When late-19th century industrialism prompted a worldwide surge in demand for rubber, it transformed Manaus—a small city in the heart of the Amazon—into one of the most prosperous places in the world. Manaus’s wealth was built in the context of ruthless extraction from the environment and of indigenous labor. The rubber elite sought to immortalize their triumph over what they deemed untamed nature in an opera house, the Teatro Amazonas, inaugurated in 1896. In the recently proclaimed Brazilian Republic, the theater crystallized the semiotics of institutional power and an emerging postcolonial identity, negotiated in relation to the environment—on the level of representation and physical reality.

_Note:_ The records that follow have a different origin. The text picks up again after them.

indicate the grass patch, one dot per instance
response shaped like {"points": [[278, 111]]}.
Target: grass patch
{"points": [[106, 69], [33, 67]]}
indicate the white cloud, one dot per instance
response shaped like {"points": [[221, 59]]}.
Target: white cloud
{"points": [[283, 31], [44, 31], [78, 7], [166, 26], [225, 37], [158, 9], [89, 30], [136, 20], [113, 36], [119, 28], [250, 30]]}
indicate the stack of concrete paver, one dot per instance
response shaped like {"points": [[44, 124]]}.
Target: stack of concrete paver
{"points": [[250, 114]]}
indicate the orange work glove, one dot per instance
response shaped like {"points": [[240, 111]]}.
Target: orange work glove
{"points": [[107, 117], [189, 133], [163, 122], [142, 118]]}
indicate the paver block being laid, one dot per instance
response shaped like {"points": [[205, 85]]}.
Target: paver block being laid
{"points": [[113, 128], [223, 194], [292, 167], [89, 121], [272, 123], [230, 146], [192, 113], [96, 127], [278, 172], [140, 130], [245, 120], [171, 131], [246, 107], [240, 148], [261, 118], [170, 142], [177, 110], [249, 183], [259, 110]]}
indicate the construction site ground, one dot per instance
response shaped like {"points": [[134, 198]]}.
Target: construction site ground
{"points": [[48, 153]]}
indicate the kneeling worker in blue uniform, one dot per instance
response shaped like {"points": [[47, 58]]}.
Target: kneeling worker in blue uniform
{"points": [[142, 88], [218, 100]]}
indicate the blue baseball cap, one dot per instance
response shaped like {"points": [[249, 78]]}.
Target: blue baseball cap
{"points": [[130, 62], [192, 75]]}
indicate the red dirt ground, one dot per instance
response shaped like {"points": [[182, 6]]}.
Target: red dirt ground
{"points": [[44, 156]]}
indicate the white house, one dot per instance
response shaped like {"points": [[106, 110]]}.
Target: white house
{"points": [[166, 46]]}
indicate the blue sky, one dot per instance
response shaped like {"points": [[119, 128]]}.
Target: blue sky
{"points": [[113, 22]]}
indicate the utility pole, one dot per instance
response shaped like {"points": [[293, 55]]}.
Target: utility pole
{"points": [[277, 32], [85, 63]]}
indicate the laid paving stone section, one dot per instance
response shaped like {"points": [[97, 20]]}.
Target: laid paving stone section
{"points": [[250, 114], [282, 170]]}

In this paper, I argue that the opera house in Manaus served to dichotomize nature and civilization. Building on James Q. Davies (2023), whose work shows how musical Romanticism’s “discovery of the environment” is embroiled in colonialism and medical history, this paper demonstrates how a postcolonial music institution constructed “nature” through this demarcation. Drawing on thinkers such as Mircea Eliade (1959), I analyze the opera house’s architecture as analogous to sacred places, establishing a separation between chaos and order via the façade’s emphasis on the threshold. In this way, the opera house played a crucial role in the movement towards “civilization,” the Brazilian elite’s project of westernization but also of governmentality and racial whitening. This process was dialectical: The theater itself with its luxurious building materials imported from Europe became a stage for displaying European cosmopolitanism and urbanity. Opera and metaphysically separated romantic music functioned as an ordered counter-space to rural life and the “hostile” environment. Concomitantly, large-scale landscape paintings of the Amazon pointed to the outside, mystifying the environment and signaling the domination over it (Benjamin 1986), thereby partaking in an identy-building process. However, the Amazon’s hot climate and misconceptions about tropic air undermined the European “utopia,” causing its conceived space to contradict the perceived space (Henri Lefebvre 1997) of Manaus’s population. This study expands our understanding of how music institutions stabilized postcolonial power over people and the environment through architecture on the surface and music aesthetics in the background.